Così, come già detto mesi fa, qualcuno ha scoperto leggendo gli anticipatori di ciclo dell’OCSE che l’Italia tornerà al segno più nei prossimi mesi e che tali indicatori indicano una variazione migliore per l’Italia rispetto agli altri paesi. E qualcun altro ha scoperto i differenziali di costo della vita tra Nord e Sud e tra città e campagna. Noti ovviamente da tempo ma di cui era politically incorrect parlare per evitare dibattiti politici sulle gabbie salariali, cosa puntualmente avvenuta con proposte stonate e dirigiste che non tengono conto che la contrattazione decentrata ha superato da tempo un sistema dove le remunerazioni sono fissate per legge.
Arrivano i primi segni di ripresa congiunturale senza che siano state selezionate ed avviate le (ampiamente discusse) proposte di riforma della governance della finanza internazionale. Si gonfiano i profitti di alcune grandi banche d’affari sopravvissute al momento più duro della crisi e nei più pessimisti si fa largo l’opinione che questa crisi rischia di non aver generato altro che un regolamento di conti tra grandi operatori finanziari. La differenza è che prima della crisi i grandi profitti delle banche d’affari erano visti come indicatori di più benessere per tutti, mentre oggi i più avvertiti sanno bene che questa correlazione non c’è e si chiedono con paura con quali operazioni tali profitti siano stati realizzati.
Si intravedono per fortuna tracce provvidenziali che aggiustano le righe storte dell’uomo. La crisi è segnale e momento di svolta nel cambiamento di equilibri economici a livello mondiale: la convergenza Nord-Sud accelera e saranno stavolta i consumatori emergenti di Cina, India e Brasile a sostenere la ripresa. Resta però il problema del bottom million, del miliardo di incagliati per i quali i grandi processi automatici non funzionano o funzionano troppo lentamente e i processi di riaggiustamento volontari e dolorosi come quelli migratori trovano un loro limite massimo difficilmente valicabile.
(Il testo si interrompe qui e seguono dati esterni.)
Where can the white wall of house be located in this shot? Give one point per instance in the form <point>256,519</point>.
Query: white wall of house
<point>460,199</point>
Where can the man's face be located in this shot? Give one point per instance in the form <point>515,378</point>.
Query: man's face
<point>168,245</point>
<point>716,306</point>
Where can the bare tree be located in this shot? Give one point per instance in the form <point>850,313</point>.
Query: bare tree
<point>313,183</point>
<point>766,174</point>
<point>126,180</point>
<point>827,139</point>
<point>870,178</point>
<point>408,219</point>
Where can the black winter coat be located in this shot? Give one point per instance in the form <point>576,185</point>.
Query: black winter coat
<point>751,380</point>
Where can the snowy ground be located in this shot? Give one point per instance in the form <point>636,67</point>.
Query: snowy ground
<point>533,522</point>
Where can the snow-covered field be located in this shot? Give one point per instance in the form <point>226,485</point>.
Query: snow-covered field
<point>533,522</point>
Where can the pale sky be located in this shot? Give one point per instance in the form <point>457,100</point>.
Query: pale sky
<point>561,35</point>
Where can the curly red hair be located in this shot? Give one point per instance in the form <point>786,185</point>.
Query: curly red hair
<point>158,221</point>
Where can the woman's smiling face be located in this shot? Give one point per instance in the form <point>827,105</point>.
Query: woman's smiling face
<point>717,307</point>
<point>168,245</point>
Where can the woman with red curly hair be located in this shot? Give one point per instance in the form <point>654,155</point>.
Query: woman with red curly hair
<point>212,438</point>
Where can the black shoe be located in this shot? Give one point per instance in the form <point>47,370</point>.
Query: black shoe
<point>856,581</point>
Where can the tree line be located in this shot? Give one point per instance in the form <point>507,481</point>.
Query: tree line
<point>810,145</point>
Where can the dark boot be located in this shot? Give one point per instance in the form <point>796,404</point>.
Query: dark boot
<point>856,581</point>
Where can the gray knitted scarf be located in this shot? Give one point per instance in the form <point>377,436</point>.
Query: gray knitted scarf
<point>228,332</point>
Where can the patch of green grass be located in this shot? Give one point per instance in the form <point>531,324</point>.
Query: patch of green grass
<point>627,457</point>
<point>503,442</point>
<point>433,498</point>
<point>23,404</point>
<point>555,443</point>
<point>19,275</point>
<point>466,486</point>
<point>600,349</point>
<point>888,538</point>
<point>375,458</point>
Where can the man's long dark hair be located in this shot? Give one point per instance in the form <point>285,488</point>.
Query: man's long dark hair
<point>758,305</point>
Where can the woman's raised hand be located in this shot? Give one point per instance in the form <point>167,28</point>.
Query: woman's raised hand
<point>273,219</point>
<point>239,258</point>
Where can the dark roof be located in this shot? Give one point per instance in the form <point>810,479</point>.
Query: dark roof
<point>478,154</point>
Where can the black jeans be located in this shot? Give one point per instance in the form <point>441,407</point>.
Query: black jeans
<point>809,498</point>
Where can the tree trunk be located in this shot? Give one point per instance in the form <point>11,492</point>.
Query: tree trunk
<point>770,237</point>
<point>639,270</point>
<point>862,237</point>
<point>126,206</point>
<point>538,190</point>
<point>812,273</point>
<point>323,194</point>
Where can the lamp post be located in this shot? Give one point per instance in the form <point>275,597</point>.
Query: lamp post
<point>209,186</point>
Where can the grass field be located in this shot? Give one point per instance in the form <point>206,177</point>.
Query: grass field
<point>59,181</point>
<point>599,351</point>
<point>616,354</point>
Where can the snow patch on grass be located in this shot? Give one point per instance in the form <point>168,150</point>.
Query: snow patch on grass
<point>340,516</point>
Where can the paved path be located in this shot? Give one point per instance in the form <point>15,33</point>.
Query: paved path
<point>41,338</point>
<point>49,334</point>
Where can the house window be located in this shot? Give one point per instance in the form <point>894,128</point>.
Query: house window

Lo sguardo macro addolcisce e fa perdere i contorni ad una realtà che a livello micro è molto più drammatica e presenta contrasti sconvolgenti.
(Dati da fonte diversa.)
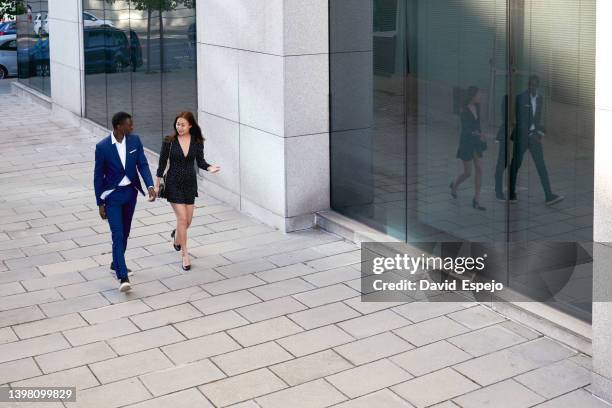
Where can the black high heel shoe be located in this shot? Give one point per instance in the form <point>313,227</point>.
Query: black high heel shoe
<point>453,192</point>
<point>476,205</point>
<point>185,267</point>
<point>176,247</point>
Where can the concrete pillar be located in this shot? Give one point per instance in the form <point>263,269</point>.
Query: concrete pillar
<point>602,293</point>
<point>263,89</point>
<point>66,57</point>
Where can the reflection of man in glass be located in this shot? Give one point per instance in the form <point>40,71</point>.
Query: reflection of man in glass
<point>528,134</point>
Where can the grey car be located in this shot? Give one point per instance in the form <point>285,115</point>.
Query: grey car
<point>8,55</point>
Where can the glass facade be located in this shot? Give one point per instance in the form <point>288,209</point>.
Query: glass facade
<point>33,47</point>
<point>142,61</point>
<point>468,121</point>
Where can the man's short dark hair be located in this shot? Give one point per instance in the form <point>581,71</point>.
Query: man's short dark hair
<point>119,118</point>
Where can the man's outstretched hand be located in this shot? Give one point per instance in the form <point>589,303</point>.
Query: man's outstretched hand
<point>152,194</point>
<point>102,211</point>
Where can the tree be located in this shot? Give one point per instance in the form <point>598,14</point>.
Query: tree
<point>160,6</point>
<point>12,8</point>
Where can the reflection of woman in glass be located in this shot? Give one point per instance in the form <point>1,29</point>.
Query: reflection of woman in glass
<point>184,148</point>
<point>471,145</point>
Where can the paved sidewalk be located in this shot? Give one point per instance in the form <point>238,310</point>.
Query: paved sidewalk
<point>263,319</point>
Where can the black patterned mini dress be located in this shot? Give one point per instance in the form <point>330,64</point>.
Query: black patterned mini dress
<point>181,178</point>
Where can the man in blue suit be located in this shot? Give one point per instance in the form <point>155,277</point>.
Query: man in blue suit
<point>119,158</point>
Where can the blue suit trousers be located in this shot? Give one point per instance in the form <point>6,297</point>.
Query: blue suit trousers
<point>120,206</point>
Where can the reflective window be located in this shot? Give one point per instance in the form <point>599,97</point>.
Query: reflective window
<point>33,47</point>
<point>469,121</point>
<point>140,60</point>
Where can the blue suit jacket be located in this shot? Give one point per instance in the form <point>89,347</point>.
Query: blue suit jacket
<point>108,171</point>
In un bellissimo e crudo racconto estivo un giovane ricercatore Piero Conzo (si veda l’articolo pubblicato assieme a questo), con cui lavoro per uno studio d’impatto di una realtà di microfinanza nei sobborghi di Buenos Aires, ci fa incontrare con una singola storia che dà corpo ed anima a tante cifre spesso aride seppure importanti. Elisa e il marito a trent’anni e con due figli si trovano per via di una truffa a dover ripartire da zero costruendosi la propria abitazione e sopravvivendo con difficoltà perché, prima dell’incontro con l’istituzione di microfinanza, gran parte dei loro pochi guadagni servono a pagare gli usurai.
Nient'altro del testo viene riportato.